Ray Serve container runtime_env cannot use GPU

How severe does this issue affect your experience of using Ray?

  • High: It blocks me to complete my task.

I am trying to run a ray serve deployment with docker containers, but I am not able to get the replicas to use gpu. I am running on a local setup with 1 gpu.

docker-compose file for ray head:

        image: ray_head
        container_name: ray_head
            context: ./ray_pipeline/ray_head
            dockerfile: Dockerfile
        command: ray start --head --dashboard-host= --block
            - 8265:8265     # ray dashboard
            - 8000:8000     # ray serve
            - 10001:10001   # ray client
        restart: always
        privileged: true
            - /dev/shm:/dev/shm
            - /var/lib/containers:/var/lib/containers
            - NVIDIA_VISIBLE_DEVICES=all
            - ray_network

Snippet for ray serve deployment:

import ray

runtime_env = {
    "container": {
        "image": "detector:latest",
        "run_options": ["--gpus all", "-v /dev/shm:/dev/shm", "--privileged", "--log-level=debug"]
@serve.deployment(num_replicas=1, ray_actor_options={"num_cpus": 1, "num_gpus": 0.25, "runtime_env": runtime_env})
class RayDetector(object):
    def __init__(self):
        import os
        import torch
        print(f'# ray.get_gpu_ids(): {ray.get_gpu_ids()}')
        print(f'# os.environ["CUDA_VISIBLE_DEVICES"]: {os.environ["CUDA_VISIBLE_DEVICES"]}')
        print(f'# torch.cuda.is_available(): {torch.cuda.is_available()}')
        # initialize object detector

Snippet from main code:

import ray
from ray import serve

serve.start(detached=True, http_options={"host": ""})

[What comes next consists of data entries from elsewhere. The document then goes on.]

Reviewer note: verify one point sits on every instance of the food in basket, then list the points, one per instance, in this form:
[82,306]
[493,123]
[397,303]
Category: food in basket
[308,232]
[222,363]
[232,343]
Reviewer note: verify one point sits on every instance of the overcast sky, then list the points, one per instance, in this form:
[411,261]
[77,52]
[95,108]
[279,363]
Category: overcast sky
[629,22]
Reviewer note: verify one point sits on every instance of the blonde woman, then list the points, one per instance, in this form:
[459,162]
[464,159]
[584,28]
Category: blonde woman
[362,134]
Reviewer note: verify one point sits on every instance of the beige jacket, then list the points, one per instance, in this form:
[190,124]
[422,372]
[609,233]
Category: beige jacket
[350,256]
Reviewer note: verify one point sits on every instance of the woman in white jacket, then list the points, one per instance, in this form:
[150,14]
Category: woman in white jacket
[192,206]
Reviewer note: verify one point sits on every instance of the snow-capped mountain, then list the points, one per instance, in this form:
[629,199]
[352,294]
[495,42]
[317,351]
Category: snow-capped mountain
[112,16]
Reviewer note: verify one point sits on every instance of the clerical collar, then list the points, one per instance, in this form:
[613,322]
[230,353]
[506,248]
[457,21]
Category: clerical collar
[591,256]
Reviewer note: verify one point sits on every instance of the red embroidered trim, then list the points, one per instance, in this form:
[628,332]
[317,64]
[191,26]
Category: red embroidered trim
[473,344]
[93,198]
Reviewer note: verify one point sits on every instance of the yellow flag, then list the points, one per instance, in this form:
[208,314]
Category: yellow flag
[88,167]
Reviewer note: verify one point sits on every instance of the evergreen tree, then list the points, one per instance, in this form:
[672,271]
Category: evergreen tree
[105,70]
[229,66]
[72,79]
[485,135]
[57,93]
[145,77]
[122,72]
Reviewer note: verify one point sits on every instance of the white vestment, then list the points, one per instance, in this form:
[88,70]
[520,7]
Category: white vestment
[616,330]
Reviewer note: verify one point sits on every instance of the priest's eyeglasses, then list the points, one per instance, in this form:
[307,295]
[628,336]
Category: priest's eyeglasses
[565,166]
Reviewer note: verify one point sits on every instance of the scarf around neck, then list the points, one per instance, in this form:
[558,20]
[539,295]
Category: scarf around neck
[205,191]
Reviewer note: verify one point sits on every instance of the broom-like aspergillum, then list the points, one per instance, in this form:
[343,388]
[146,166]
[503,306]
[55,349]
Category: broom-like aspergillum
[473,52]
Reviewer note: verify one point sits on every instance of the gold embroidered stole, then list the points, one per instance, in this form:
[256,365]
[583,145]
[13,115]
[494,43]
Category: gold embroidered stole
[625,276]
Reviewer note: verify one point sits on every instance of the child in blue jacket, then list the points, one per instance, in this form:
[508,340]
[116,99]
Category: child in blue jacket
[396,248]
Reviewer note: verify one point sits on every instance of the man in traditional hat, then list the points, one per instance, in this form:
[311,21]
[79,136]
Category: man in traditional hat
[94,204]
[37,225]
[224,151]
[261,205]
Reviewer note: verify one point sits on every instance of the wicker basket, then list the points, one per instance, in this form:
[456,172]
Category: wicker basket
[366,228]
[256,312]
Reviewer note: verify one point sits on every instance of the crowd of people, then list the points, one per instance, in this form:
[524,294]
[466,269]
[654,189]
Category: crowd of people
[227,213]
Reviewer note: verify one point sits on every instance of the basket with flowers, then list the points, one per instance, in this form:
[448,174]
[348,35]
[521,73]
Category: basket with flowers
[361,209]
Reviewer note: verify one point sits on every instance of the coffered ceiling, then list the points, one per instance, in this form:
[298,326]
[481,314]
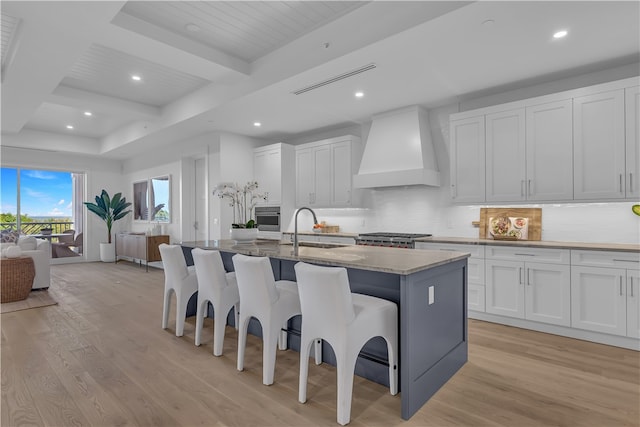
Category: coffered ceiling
[214,66]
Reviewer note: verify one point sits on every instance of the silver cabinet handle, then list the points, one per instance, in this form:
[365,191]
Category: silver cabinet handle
[520,275]
[621,286]
[621,190]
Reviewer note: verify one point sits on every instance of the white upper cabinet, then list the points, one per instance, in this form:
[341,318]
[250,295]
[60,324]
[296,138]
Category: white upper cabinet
[599,146]
[506,156]
[266,171]
[324,171]
[342,173]
[632,110]
[467,159]
[549,151]
[273,170]
[582,144]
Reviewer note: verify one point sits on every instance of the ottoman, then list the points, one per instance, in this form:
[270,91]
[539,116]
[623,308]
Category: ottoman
[16,278]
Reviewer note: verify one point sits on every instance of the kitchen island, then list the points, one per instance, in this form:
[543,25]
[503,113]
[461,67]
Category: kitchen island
[429,287]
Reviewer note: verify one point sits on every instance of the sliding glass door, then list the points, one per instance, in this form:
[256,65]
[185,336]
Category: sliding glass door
[46,204]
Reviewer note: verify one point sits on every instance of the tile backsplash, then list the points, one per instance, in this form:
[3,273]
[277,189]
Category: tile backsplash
[429,210]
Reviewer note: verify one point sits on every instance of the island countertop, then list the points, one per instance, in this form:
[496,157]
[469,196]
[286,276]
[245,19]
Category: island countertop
[388,260]
[620,247]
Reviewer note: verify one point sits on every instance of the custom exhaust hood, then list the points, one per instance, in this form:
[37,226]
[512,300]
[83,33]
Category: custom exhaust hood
[398,151]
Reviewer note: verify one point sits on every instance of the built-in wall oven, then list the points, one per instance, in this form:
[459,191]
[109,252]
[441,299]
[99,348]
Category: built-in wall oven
[268,218]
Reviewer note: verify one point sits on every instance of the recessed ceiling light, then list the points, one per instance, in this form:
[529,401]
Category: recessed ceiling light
[192,27]
[560,34]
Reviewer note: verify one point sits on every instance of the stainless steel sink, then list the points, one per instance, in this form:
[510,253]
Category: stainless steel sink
[318,245]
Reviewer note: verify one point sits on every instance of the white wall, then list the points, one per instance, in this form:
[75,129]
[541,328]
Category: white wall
[430,209]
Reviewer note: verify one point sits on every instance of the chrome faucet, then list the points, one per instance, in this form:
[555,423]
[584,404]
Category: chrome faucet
[295,234]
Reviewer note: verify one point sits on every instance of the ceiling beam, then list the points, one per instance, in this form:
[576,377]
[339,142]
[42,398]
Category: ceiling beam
[82,99]
[145,40]
[38,62]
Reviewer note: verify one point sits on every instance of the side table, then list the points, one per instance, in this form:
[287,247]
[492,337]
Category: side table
[16,278]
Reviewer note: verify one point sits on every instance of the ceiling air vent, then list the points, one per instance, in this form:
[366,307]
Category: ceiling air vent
[335,79]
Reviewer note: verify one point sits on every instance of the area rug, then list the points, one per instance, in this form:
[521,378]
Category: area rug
[35,299]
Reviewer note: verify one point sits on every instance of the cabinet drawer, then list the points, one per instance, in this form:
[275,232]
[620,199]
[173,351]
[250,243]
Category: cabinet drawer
[551,256]
[476,251]
[606,259]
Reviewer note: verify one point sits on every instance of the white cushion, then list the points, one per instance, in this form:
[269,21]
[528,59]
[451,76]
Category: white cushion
[27,243]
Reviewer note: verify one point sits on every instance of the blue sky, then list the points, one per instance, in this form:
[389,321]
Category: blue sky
[43,193]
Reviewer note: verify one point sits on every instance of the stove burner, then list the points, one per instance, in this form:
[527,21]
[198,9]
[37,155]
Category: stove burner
[394,240]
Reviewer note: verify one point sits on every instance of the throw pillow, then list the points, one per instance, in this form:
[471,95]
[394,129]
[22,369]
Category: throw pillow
[7,236]
[27,243]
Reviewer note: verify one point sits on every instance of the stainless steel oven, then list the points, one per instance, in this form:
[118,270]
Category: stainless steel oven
[268,218]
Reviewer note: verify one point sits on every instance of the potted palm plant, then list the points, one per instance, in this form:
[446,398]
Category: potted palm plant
[109,210]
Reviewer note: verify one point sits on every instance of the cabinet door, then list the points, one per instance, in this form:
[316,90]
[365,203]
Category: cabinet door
[632,111]
[633,303]
[599,146]
[598,301]
[504,288]
[322,176]
[549,151]
[548,293]
[475,297]
[266,171]
[505,133]
[305,177]
[342,173]
[467,160]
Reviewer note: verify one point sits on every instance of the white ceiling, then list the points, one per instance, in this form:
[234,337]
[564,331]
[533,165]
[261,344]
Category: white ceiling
[245,59]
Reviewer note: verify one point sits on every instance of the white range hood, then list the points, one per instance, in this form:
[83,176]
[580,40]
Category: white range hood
[398,151]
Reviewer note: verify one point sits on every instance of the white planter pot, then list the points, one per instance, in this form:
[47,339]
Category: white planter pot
[244,235]
[107,252]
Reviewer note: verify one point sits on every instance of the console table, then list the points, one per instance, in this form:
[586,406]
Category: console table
[139,247]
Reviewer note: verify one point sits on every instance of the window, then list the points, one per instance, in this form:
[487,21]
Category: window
[152,199]
[33,200]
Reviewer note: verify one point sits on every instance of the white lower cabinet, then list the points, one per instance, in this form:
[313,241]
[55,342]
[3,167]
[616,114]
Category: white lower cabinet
[475,270]
[531,290]
[604,292]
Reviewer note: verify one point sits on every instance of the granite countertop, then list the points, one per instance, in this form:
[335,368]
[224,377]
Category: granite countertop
[387,260]
[311,233]
[622,247]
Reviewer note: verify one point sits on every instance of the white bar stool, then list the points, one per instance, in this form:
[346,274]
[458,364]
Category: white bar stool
[219,288]
[179,279]
[271,302]
[346,321]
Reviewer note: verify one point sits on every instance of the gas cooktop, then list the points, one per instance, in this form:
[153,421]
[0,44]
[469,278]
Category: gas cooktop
[397,240]
[393,235]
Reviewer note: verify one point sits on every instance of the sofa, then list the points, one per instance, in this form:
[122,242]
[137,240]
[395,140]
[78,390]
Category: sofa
[40,251]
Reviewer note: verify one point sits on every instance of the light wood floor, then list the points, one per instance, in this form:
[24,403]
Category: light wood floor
[100,358]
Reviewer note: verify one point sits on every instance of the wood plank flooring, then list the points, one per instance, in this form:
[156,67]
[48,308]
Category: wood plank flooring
[101,358]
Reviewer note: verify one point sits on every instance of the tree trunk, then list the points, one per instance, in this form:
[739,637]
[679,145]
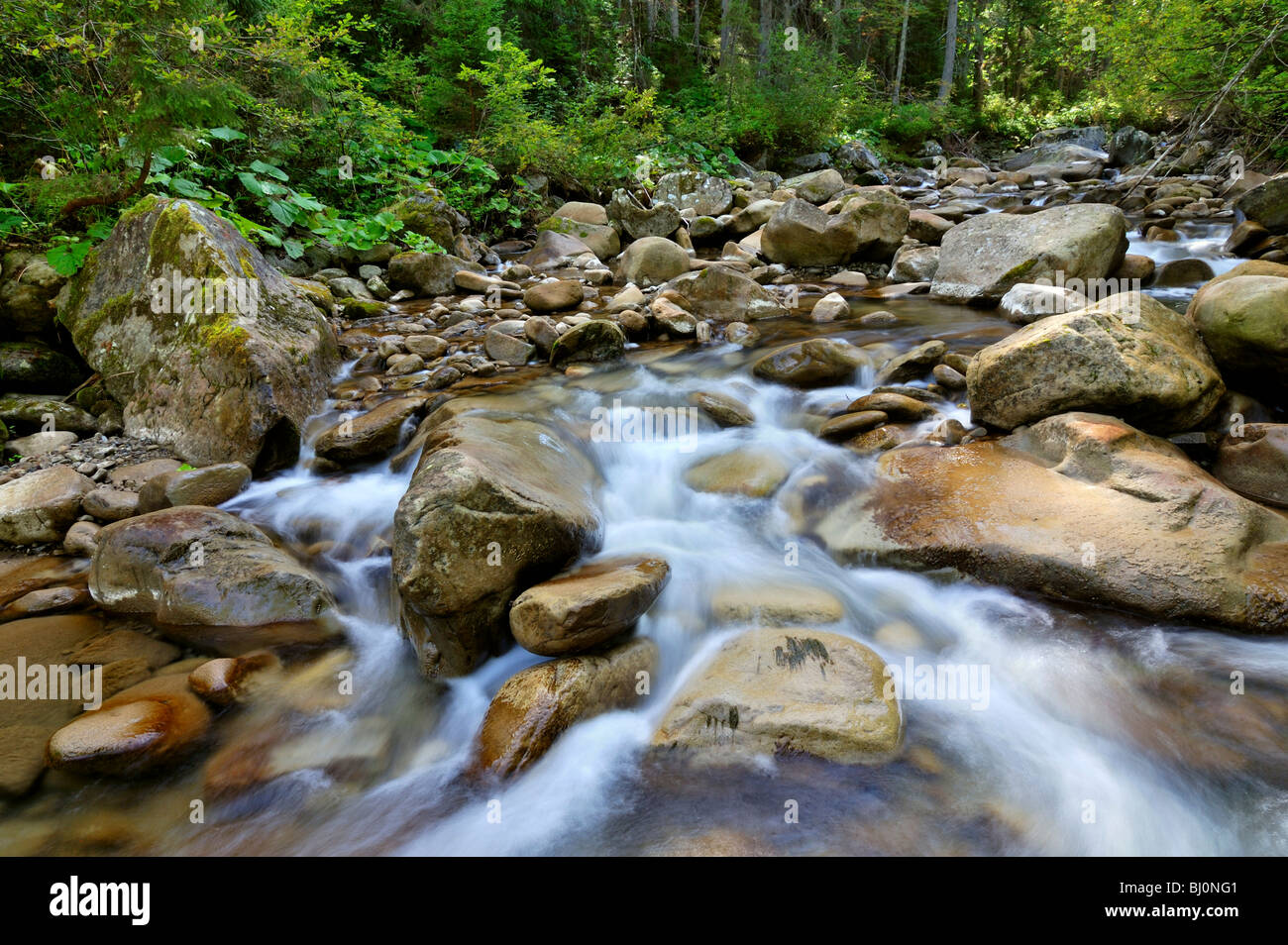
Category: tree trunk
[978,55]
[767,27]
[697,33]
[945,80]
[725,31]
[903,52]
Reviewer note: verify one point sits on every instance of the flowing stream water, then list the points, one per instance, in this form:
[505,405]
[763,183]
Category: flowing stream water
[1099,733]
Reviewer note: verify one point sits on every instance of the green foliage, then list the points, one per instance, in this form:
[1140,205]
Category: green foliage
[301,120]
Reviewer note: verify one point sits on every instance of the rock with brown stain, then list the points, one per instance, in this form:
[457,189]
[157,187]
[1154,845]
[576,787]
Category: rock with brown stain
[537,704]
[786,691]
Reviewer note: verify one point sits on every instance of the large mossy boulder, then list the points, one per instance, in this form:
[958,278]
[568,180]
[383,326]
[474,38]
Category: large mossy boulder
[207,347]
[428,273]
[29,286]
[497,503]
[987,255]
[428,214]
[209,579]
[1240,316]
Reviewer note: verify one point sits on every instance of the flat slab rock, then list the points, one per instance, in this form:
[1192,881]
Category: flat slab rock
[781,691]
[588,605]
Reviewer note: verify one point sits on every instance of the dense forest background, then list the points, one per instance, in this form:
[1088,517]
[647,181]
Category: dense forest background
[301,120]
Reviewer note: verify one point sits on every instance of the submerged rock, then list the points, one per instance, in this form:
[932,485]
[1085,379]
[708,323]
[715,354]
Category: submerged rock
[540,703]
[232,377]
[786,691]
[210,579]
[146,726]
[987,255]
[1240,316]
[587,605]
[721,295]
[814,364]
[497,502]
[1081,506]
[42,505]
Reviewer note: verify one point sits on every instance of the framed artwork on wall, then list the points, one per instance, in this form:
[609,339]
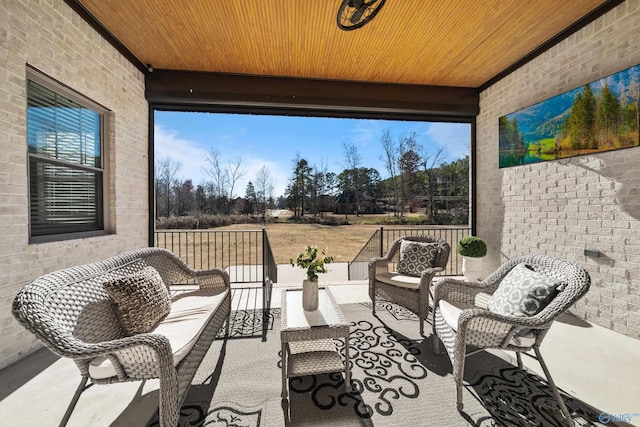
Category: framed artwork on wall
[601,116]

ray_detector_handle = serve.get_deployment('RayDetector').get_handle()

When I run the above code, I get the below:

ray.get_gpu_ids(): [0]
os.environ["CUDA_VISIBLE_DEVICES"]: 0
torch.cuda.is_available(): False

What could be the issue here? It seems that the gpu device is properly detected, but pytorch is not able to use it.

Is there any chance this is an issue with the Docker container itself? What do you see if you run the container and manually check torch.cuda.is_available() in the Python interpreter?

I have solved this by installing nvidia-docker2 inside the ray head container.

Now I am running into another problem. On the dashboard ‘cluster’ page, I am not able to see the status (e.g. pending tasks, object refs in scope) of the replicas that are spinned up using podman.

Could you please tell me, did you manage to pull up the service image and run the service in a container this way?